Ukrainian soldiers sent to defend Bakhmut ‘fear they are being sent to their deaths’

AP

Ukrainian soldiers fighting in Bakhmut fear “they are being sent to their deaths” amid a relentless push by Russian forces to capture a city.

Putin’s forces are said to outnumber Ukrainians by two or three times on the Bakhmut front, where an estimated 20,000 to 30,000 troops are currently fighting.

The relentless Russian bombardment has ravaged the city with soldiers fighting house-to-house battles in the ruins.

A Ukrainian soldier carries a portable anti-aircraft missile system in Bakhmut (AP)

“When they drive us to Bakhmut, I already know I’m being sent to death,” a Ukrainian soldier named Volodymyr told the Kyiv Independent.

The 54 year-old, an infantryman from the 93rd Mechanized Brigade, said he struggled to eat after fighting for months.

“(The Russians) keep firing at us, but we don’t have artillery,” he said. “So we have nothing to attack them back with. I don’t know if I will return or not. We are just getting killed.”

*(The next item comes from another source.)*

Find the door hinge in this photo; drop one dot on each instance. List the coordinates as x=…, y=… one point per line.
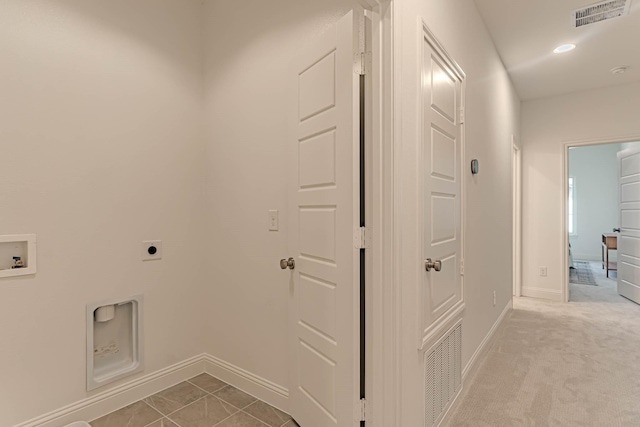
x=362, y=63
x=364, y=411
x=362, y=238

Both Russia and Ukraine have claimed successes during the seven months of fighting in the city.

It has become the longest-running battle since Russia launched its full-scale invasion of Ukraine more than a year ago.

A building damaged by a Russian military strike in the frontline city (REUTERS)

Ukrainian soldiers said they see fighting in Bakhmut as a desperate survival challenge against Russia’s “infinite” stocks of artillery munitions and manpower.

Volodymyr is haunted by a 29-year-old soldier he found dead after he was hit by shrapnel.

Ukrainian soldiers walk along a street in the area of the heaviest battles with the Russians (Copyright 2023 The Associated Press. All rights reserved)

“I knew he was dead, but I just kept wrapping his head (with bandages),” he told the Kyiv Independent.

Russian troops first attempted to recapture Bakhmut in early August but were pushed back.

The city has been badly damaged during the fighting (REUTERS)

The fighting abated in the following months as the Russian military faced Ukrainian counteroffensives in the east and the south, but it resumed at full pace late last year. In January, the Russians captured the salt-mining town of Soledar just a few kilometers (miles) north of Bakhmut and advanced to the city’s suburbs.

Ukrainian President Volodymyr Zelensky has vowed to defend the city against Russian troops.

But Sergeant Mykola has warned that if Russia keeps up its current pace of attacks, “it could be a few weeks, and that’s it,” until Ukrainian troops are pushed out.

“The situation is now very difficult because they have already felt the taste (of victory in Bakhmut),” Mykola said. “And now they know that there is only a little bit left.”